How one calls a particular work may matter greatly, and the lack of protection might well break the proprietor's heart. This point is illustrated in a very thorough opinion handed down by Judge Robinson of the SDNY on November 3, 2005, eScholar, LLC v. Otis Educational Systems. Was the work a database or a computer program? The name matters for a few reasons: first, for deposit purposes, and second, in determining originality and infringement. A computer program is not a compilation: it is a set of statements or instructions used in a computer program to bring about a particular result; protection lies in the originality of the instructions or in their interrelationship. A database is a compilation, and protection lies in the selection, coordination or arrangement of the data. The deposit for a computer program is portions of the source or object code. (See Circular 61). The deposit copy for a database is the obviously the data as arranged (See Circular 65).
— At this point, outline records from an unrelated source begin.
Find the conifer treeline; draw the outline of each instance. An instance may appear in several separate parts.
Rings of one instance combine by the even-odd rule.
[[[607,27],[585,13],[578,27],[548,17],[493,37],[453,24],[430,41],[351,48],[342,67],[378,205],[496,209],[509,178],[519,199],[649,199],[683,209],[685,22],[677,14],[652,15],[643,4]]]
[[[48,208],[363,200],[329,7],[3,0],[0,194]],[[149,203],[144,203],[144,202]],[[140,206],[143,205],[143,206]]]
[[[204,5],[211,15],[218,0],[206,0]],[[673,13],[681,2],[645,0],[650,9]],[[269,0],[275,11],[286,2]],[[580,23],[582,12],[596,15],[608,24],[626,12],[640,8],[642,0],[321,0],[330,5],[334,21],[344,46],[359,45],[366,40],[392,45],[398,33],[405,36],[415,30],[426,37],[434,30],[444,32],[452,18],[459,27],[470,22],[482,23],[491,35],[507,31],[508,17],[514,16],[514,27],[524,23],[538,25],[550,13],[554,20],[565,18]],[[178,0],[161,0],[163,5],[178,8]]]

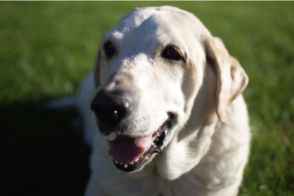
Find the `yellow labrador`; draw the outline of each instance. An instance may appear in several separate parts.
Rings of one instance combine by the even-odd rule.
[[[248,82],[193,14],[131,12],[105,34],[80,92],[93,143],[85,195],[237,195],[249,153]]]

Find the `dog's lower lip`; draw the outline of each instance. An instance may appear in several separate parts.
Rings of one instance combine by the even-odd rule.
[[[127,172],[138,170],[148,161],[153,153],[162,152],[165,146],[167,134],[172,124],[171,121],[170,120],[171,119],[171,118],[168,118],[157,130],[153,134],[152,136],[154,136],[154,137],[156,135],[157,136],[153,141],[153,143],[151,145],[149,149],[144,153],[143,155],[131,163],[123,163],[118,162],[113,158],[111,156],[111,152],[109,150],[108,154],[113,160],[113,163],[116,167],[120,170]],[[163,128],[164,128],[163,130]],[[109,147],[109,145],[108,145]]]

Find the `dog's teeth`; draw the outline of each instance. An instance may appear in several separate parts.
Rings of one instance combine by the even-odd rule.
[[[110,141],[109,140],[107,139],[106,140],[106,143],[107,143],[107,146],[108,146],[108,148],[110,148]]]
[[[141,149],[141,155],[140,155],[140,157],[142,157],[143,156],[143,155],[144,154],[144,153],[145,153],[145,150],[146,148],[145,147],[143,147],[142,148],[142,149]]]

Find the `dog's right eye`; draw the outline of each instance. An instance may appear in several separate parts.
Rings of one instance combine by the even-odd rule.
[[[177,50],[171,47],[168,47],[164,50],[162,53],[162,56],[176,61],[179,61],[182,58]]]
[[[106,43],[104,45],[104,49],[105,50],[105,53],[108,58],[111,57],[114,53],[114,47],[111,43]]]

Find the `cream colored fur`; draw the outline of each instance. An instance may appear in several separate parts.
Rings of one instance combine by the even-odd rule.
[[[111,59],[102,46],[109,40],[118,48]],[[161,56],[171,45],[184,61]],[[195,16],[168,6],[134,10],[106,34],[93,73],[79,95],[86,139],[94,143],[85,195],[237,195],[249,154],[241,94],[248,78],[220,39]],[[150,135],[167,112],[175,115],[163,152],[153,155],[138,171],[126,173],[114,165],[106,140],[114,133],[106,136],[96,130],[91,140],[96,128],[90,105],[99,88],[136,90],[140,103],[126,120],[128,129],[123,134],[128,136]]]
The relevant part of Plaintiff's work in eScholar is a "data model" used to facilitate the reporting of information about student performance for purposes such as the Orwellian-named "No Child Left Behind" act and similar state laws. The opinion goes into great detail about how the model works, but in the Rule 56.1 Statement, it is described as a "pictorial representation of the data structure in a given environment." In the copyright application, the nature of authorship was described ambiguously as a "computer program data model." At the Copyright Office's suggestion, apparently, this was changed to "computer program," but the deposit was a photocopy of the models, presumably the pictorial representations. Whatever it was, it appears not to have been source code or object code, an indication that in fact the claim was a compilation claim.
This point is reinforced when the court described plaintiff's claim as for what it nonsensically described as the "non-literal" elements of its work: "the overall selection, coordination, and arrangments of the fields and entities for its data model." Plaintiff claimed rights in the following "literal" components of its "program":
"(1) the invention of a multipart or composite key in each table, labeled a "district key" ... that permits the storage of multiple districts' information on one database; (2) a method of recording "slowly changing dimensions" by including "school year" in a table called "student," which provides a structure of organizing student data when it is combined with other fields; (3) the aggregation of assessment data into a single data structure that contains four levels of classifications for student assessments."
That sounds mostly like a database, not a computer program, a possibility that is heightened by Plaintiff's heavy reliance on authoring tools and DDL (Data Definition Language) for defining the database structures, creating and modifying the data models, and providing graphical interfaces. The name of Plaintiff's work (hence the lyrics at the beginning) is "eScholar Complete Data Warehouse."
I have no view on the merits of the case (other than to object to the description of the "non-literal" elements), and in any event, Judge Robinson denied summary judgment, but the case illustrates some of the problems of categorization and possible false dichotomies (computer program or database, as compared to just "original work of authorship").